In chicken embryo erythroid cells, newly synthesized vimentin first enters a Triton X-100 (TX-100)-soluble pool and subsequently assembles posttranslationally into TX-100-insoluble vimentin filaments (Blikstad I., and E. Lazarides, J. Cell Biol., 96:1803-1808). Here we show that incubation of chicken embryo erythroid cells in a medium in which arginine has been substituted by its amino acid analogue, canavanine, results in the inhibition of the posttranslational assembly of vimentin into the TX-100-insoluble filaments. Immunoprecipitation and subsequent SDS gel electrophoresis showed that the synthesis of canavanine-vimentin is not inhibited and that it accumulates in the TX-100-soluble compartment. Pulse-chase experiments with [35S]methionine demonstrated that while arginine-vimentin can be rapidly chased from the soluble to the cytoskeletal fraction, canavanine-vimentin remains in the soluble fraction, where it turns over.

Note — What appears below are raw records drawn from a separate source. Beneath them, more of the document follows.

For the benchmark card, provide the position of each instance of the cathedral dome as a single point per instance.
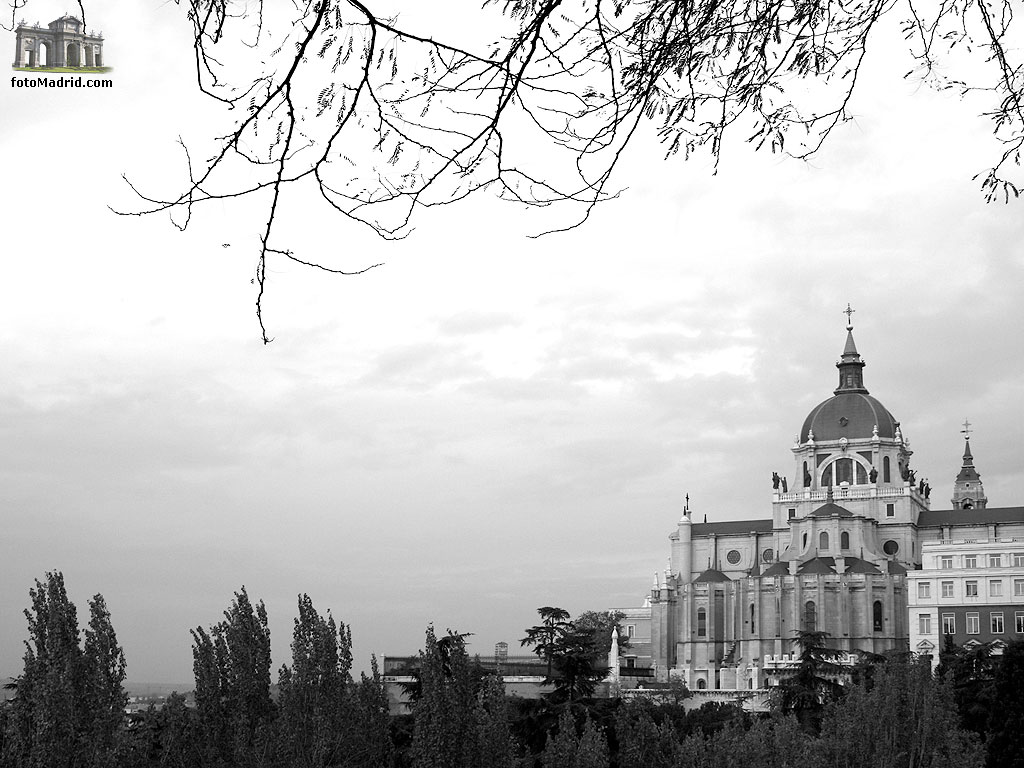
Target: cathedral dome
(851, 412)
(850, 415)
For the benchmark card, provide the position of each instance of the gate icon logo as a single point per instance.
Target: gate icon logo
(62, 45)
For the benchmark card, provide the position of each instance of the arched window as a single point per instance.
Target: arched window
(810, 616)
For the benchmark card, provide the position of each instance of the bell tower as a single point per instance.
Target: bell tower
(968, 491)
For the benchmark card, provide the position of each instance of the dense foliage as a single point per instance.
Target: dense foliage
(69, 708)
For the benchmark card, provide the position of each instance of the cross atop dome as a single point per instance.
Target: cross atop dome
(849, 315)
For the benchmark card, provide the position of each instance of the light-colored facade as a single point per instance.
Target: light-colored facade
(64, 42)
(969, 589)
(847, 529)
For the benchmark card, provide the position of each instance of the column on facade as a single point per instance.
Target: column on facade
(845, 609)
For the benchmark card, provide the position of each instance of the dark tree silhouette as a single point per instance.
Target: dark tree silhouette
(380, 121)
(806, 691)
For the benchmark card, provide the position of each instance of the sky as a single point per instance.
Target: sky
(488, 423)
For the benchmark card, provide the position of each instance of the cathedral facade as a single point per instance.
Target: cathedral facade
(833, 557)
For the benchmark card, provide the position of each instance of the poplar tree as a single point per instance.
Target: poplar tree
(313, 689)
(231, 664)
(69, 708)
(444, 715)
(103, 676)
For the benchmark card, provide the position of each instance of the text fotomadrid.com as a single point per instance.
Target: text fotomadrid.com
(61, 82)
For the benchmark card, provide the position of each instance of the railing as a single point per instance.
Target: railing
(853, 492)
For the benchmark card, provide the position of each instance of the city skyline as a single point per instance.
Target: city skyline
(488, 423)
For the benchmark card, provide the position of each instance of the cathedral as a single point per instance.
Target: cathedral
(834, 556)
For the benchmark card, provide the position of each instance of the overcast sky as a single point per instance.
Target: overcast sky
(488, 423)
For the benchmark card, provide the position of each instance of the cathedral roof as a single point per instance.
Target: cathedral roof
(725, 527)
(856, 565)
(818, 565)
(935, 517)
(851, 412)
(776, 568)
(850, 415)
(968, 473)
(830, 508)
(712, 576)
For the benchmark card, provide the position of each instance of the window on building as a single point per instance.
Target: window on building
(973, 624)
(810, 616)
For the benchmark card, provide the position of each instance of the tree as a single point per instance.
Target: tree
(812, 684)
(371, 744)
(572, 659)
(1006, 745)
(69, 708)
(496, 748)
(444, 728)
(103, 676)
(313, 690)
(543, 638)
(333, 98)
(599, 624)
(566, 750)
(907, 719)
(577, 669)
(231, 664)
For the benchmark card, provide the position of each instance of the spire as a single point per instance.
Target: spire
(968, 491)
(851, 373)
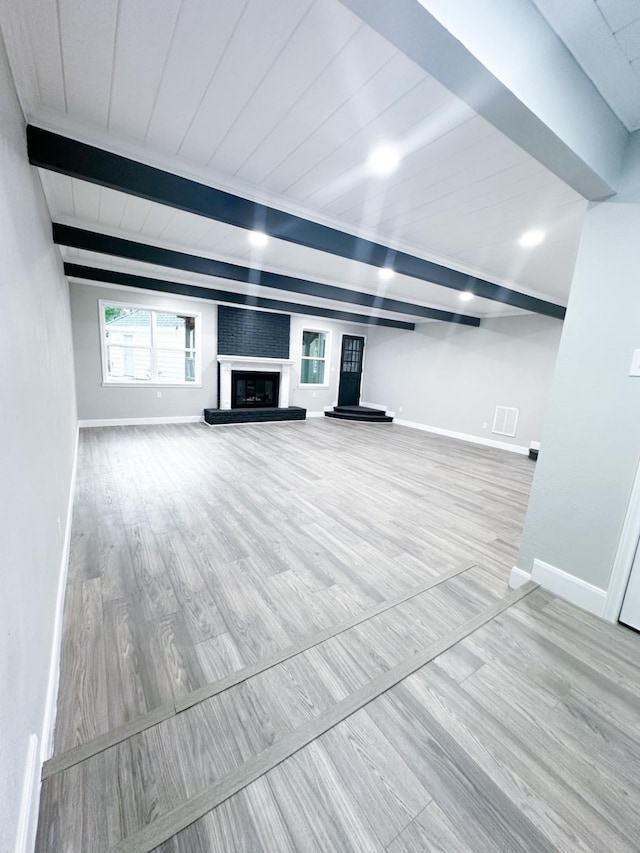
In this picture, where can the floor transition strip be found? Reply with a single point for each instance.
(141, 723)
(170, 824)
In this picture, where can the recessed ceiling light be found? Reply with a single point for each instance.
(258, 239)
(532, 238)
(384, 159)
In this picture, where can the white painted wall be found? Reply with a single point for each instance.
(452, 377)
(110, 402)
(37, 443)
(591, 446)
(315, 399)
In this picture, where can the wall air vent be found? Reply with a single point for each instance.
(505, 421)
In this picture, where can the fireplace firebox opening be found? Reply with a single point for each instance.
(255, 389)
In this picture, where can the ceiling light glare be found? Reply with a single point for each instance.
(531, 238)
(384, 159)
(258, 239)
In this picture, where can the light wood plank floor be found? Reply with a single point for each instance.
(197, 551)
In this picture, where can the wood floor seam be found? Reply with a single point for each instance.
(178, 819)
(143, 722)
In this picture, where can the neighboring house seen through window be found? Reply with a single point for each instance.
(143, 345)
(313, 364)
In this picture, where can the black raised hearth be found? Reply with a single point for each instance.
(254, 389)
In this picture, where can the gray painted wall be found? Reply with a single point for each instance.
(592, 440)
(37, 438)
(98, 402)
(453, 377)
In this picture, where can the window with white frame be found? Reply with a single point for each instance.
(313, 362)
(146, 345)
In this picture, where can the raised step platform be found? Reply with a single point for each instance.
(250, 416)
(359, 413)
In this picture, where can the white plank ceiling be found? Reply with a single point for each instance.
(282, 101)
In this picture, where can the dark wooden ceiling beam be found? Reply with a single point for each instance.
(180, 289)
(77, 159)
(105, 244)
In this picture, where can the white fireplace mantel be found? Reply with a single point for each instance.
(229, 363)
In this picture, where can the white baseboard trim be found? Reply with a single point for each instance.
(28, 818)
(572, 589)
(463, 436)
(518, 578)
(48, 725)
(625, 554)
(180, 419)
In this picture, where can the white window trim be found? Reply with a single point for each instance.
(326, 359)
(154, 309)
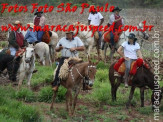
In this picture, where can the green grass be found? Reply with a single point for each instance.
(21, 101)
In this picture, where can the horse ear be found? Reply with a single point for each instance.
(89, 59)
(96, 62)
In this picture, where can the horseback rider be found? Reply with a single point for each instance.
(131, 49)
(69, 47)
(118, 21)
(8, 56)
(39, 20)
(31, 36)
(96, 19)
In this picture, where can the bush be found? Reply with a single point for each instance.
(26, 95)
(29, 114)
(145, 110)
(17, 110)
(61, 94)
(102, 76)
(45, 94)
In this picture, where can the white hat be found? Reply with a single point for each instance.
(31, 25)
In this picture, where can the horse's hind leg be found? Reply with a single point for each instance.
(105, 50)
(75, 99)
(113, 92)
(69, 101)
(142, 96)
(53, 99)
(116, 87)
(130, 97)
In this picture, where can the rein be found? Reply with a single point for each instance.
(89, 66)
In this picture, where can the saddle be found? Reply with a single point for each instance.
(46, 37)
(120, 66)
(65, 68)
(107, 36)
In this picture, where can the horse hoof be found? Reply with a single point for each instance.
(51, 108)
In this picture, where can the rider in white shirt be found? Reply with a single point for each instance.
(129, 50)
(96, 19)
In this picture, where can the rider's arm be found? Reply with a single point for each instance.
(102, 20)
(81, 48)
(89, 21)
(57, 49)
(120, 51)
(118, 19)
(139, 53)
(12, 40)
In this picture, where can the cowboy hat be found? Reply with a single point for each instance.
(116, 9)
(38, 12)
(31, 25)
(132, 36)
(17, 22)
(69, 31)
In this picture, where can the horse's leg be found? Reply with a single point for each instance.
(142, 96)
(75, 99)
(116, 87)
(29, 79)
(111, 55)
(98, 50)
(89, 50)
(53, 99)
(130, 97)
(113, 91)
(69, 101)
(105, 50)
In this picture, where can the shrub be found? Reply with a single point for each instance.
(26, 95)
(45, 94)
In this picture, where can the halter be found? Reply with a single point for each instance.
(84, 78)
(141, 31)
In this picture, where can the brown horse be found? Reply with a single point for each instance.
(74, 82)
(142, 79)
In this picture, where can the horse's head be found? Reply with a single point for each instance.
(90, 73)
(29, 54)
(156, 97)
(142, 34)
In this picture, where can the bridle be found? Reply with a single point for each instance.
(85, 78)
(140, 30)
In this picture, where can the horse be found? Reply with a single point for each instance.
(52, 44)
(27, 66)
(78, 73)
(42, 52)
(142, 79)
(87, 38)
(123, 37)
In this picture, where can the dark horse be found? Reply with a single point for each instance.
(74, 83)
(142, 79)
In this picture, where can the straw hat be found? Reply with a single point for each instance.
(38, 12)
(116, 9)
(31, 25)
(17, 22)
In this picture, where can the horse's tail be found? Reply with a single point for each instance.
(47, 56)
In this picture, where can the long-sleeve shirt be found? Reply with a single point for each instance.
(42, 21)
(31, 36)
(12, 40)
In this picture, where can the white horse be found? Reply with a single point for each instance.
(124, 37)
(27, 66)
(87, 38)
(52, 44)
(42, 52)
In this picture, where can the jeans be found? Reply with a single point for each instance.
(12, 65)
(39, 35)
(99, 40)
(112, 38)
(128, 66)
(56, 80)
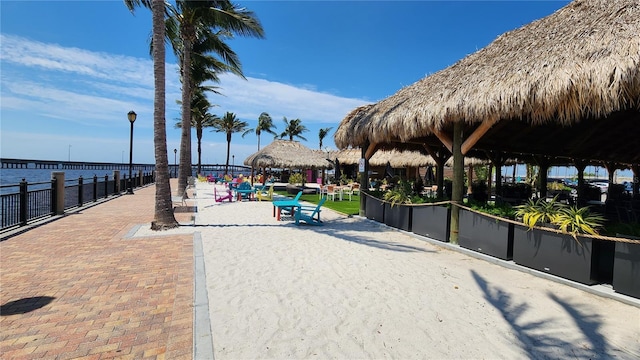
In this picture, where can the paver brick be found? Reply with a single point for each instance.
(112, 297)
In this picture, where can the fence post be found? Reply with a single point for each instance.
(54, 196)
(95, 188)
(106, 186)
(23, 202)
(116, 181)
(80, 191)
(59, 178)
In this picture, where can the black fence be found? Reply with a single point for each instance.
(25, 202)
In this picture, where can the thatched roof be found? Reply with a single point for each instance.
(287, 154)
(397, 158)
(570, 80)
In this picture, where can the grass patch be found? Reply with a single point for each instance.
(345, 206)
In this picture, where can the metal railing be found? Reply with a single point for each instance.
(23, 203)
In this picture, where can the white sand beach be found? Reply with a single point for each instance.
(355, 289)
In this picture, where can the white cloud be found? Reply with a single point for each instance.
(93, 91)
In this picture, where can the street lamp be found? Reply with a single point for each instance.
(132, 118)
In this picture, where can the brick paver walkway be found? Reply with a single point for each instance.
(77, 288)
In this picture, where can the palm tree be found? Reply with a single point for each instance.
(195, 21)
(293, 129)
(200, 118)
(322, 134)
(230, 124)
(163, 214)
(264, 124)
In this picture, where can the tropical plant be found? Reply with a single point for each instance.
(399, 194)
(200, 118)
(503, 210)
(265, 123)
(163, 209)
(538, 211)
(296, 178)
(205, 23)
(322, 133)
(293, 128)
(230, 124)
(574, 220)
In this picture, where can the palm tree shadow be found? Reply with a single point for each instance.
(24, 305)
(589, 325)
(533, 341)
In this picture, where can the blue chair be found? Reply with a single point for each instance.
(311, 218)
(286, 206)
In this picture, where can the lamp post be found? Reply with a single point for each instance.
(132, 118)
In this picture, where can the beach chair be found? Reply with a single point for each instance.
(285, 206)
(331, 192)
(261, 194)
(309, 214)
(222, 198)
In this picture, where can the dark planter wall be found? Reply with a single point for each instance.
(374, 208)
(626, 269)
(431, 221)
(486, 235)
(398, 216)
(560, 255)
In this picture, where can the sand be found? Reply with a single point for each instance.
(356, 289)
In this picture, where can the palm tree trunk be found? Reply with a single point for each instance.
(226, 166)
(163, 216)
(185, 140)
(199, 136)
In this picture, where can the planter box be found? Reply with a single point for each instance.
(486, 235)
(626, 269)
(374, 208)
(431, 221)
(398, 216)
(589, 262)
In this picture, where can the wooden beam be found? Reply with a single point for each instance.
(444, 139)
(476, 135)
(371, 149)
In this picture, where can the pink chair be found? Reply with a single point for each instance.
(222, 198)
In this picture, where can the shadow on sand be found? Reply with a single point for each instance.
(532, 337)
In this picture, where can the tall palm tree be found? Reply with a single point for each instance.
(265, 123)
(230, 124)
(322, 134)
(204, 21)
(163, 214)
(200, 118)
(293, 129)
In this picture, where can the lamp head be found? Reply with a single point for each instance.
(132, 116)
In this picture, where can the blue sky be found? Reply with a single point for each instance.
(71, 70)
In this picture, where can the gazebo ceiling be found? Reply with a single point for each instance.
(566, 86)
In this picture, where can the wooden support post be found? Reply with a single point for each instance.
(580, 166)
(364, 178)
(458, 180)
(544, 163)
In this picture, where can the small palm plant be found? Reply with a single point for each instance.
(400, 194)
(538, 211)
(574, 220)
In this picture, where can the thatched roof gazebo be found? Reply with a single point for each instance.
(286, 154)
(565, 87)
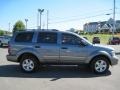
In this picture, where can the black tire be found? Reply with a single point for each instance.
(34, 64)
(94, 65)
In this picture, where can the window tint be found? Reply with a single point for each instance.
(47, 37)
(24, 37)
(69, 39)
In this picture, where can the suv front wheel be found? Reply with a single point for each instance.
(29, 63)
(100, 65)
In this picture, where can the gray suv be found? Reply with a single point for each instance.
(34, 48)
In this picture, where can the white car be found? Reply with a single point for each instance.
(4, 40)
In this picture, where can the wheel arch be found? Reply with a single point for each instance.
(27, 53)
(101, 55)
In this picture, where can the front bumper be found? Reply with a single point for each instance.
(11, 58)
(114, 60)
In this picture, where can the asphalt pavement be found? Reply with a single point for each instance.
(56, 77)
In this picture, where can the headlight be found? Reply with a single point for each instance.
(112, 53)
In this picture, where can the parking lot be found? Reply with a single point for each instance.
(56, 77)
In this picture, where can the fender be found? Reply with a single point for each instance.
(97, 53)
(29, 50)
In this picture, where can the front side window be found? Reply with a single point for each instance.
(47, 37)
(24, 37)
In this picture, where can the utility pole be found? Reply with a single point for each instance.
(26, 20)
(47, 18)
(114, 27)
(40, 11)
(37, 20)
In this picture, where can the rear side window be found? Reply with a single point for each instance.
(47, 37)
(24, 37)
(68, 39)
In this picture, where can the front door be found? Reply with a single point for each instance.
(48, 47)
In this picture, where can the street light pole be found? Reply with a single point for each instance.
(40, 11)
(9, 27)
(47, 19)
(26, 20)
(114, 27)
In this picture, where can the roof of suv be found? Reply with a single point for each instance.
(44, 30)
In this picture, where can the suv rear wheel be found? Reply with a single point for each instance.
(29, 63)
(100, 65)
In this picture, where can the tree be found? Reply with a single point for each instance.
(19, 25)
(1, 32)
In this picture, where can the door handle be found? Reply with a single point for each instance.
(37, 46)
(64, 48)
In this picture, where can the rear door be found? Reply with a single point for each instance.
(72, 50)
(47, 46)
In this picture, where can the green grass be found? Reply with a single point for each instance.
(103, 37)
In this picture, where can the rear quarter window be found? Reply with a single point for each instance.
(24, 37)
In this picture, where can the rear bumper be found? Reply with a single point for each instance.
(11, 58)
(114, 60)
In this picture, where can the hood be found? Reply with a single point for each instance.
(104, 47)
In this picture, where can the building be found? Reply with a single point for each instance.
(104, 26)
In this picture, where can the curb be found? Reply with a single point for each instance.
(117, 53)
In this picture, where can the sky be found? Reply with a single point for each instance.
(63, 14)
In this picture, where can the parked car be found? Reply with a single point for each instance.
(96, 40)
(4, 40)
(34, 48)
(114, 40)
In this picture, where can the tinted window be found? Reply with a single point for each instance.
(70, 39)
(24, 37)
(47, 37)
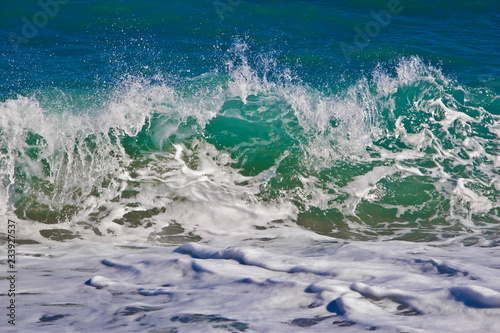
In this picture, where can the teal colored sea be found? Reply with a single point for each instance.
(278, 136)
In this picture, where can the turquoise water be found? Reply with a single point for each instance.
(357, 119)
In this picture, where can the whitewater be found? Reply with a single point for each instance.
(187, 167)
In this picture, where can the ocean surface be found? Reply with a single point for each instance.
(251, 166)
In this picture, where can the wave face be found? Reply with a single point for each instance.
(180, 120)
(404, 152)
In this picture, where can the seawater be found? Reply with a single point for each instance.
(354, 119)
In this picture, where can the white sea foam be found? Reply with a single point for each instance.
(313, 284)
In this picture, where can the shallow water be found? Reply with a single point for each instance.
(313, 130)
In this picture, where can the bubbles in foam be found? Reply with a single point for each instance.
(398, 149)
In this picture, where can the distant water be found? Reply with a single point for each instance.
(355, 119)
(250, 166)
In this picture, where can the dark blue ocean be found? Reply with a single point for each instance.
(382, 115)
(249, 166)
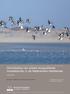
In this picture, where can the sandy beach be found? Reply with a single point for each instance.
(22, 36)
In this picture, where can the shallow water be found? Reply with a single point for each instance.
(21, 53)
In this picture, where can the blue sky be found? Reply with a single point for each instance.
(39, 11)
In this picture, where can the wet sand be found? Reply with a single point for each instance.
(22, 36)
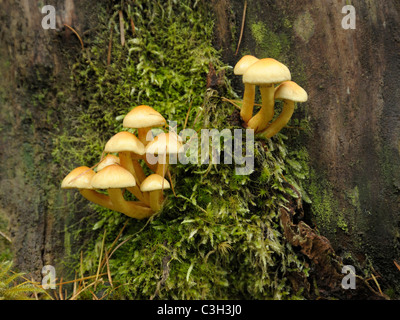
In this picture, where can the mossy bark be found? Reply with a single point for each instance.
(352, 78)
(353, 144)
(34, 69)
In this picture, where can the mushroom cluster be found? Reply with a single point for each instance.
(122, 168)
(266, 73)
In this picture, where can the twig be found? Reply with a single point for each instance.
(241, 31)
(108, 268)
(231, 101)
(396, 264)
(109, 48)
(133, 26)
(172, 185)
(73, 30)
(5, 237)
(101, 256)
(121, 27)
(187, 115)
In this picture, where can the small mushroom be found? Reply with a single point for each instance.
(143, 118)
(164, 145)
(265, 73)
(290, 92)
(249, 93)
(125, 144)
(114, 178)
(155, 184)
(107, 160)
(80, 178)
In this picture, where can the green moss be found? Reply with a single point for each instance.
(269, 43)
(220, 236)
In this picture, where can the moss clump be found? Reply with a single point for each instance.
(219, 236)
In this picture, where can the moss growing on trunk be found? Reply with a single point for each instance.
(219, 235)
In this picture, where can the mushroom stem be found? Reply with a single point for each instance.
(138, 170)
(142, 135)
(127, 163)
(163, 165)
(281, 121)
(155, 200)
(246, 111)
(260, 121)
(97, 198)
(130, 208)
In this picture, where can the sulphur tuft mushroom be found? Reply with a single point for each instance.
(249, 93)
(80, 178)
(106, 161)
(290, 92)
(114, 179)
(127, 145)
(155, 184)
(265, 73)
(164, 145)
(143, 118)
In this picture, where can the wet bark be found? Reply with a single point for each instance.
(33, 60)
(352, 78)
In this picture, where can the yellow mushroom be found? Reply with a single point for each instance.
(155, 184)
(80, 178)
(114, 179)
(265, 73)
(249, 93)
(290, 92)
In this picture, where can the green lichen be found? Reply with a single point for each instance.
(219, 237)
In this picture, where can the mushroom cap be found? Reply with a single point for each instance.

The effect of canavanine on the assembly of vimentin did not prevent the assembly of arginine-vimentin, as cells labeled with [35S]methionine first in the presence of canavanine and then in the presence of arginine contained labeled canavanine-vimentin only in the soluble fraction, and arginine-vimentin in both the soluble and cytoskeletal fractions. These results suggest that arginine residues play an essential role in the assembly of vimentin in vivo.[1]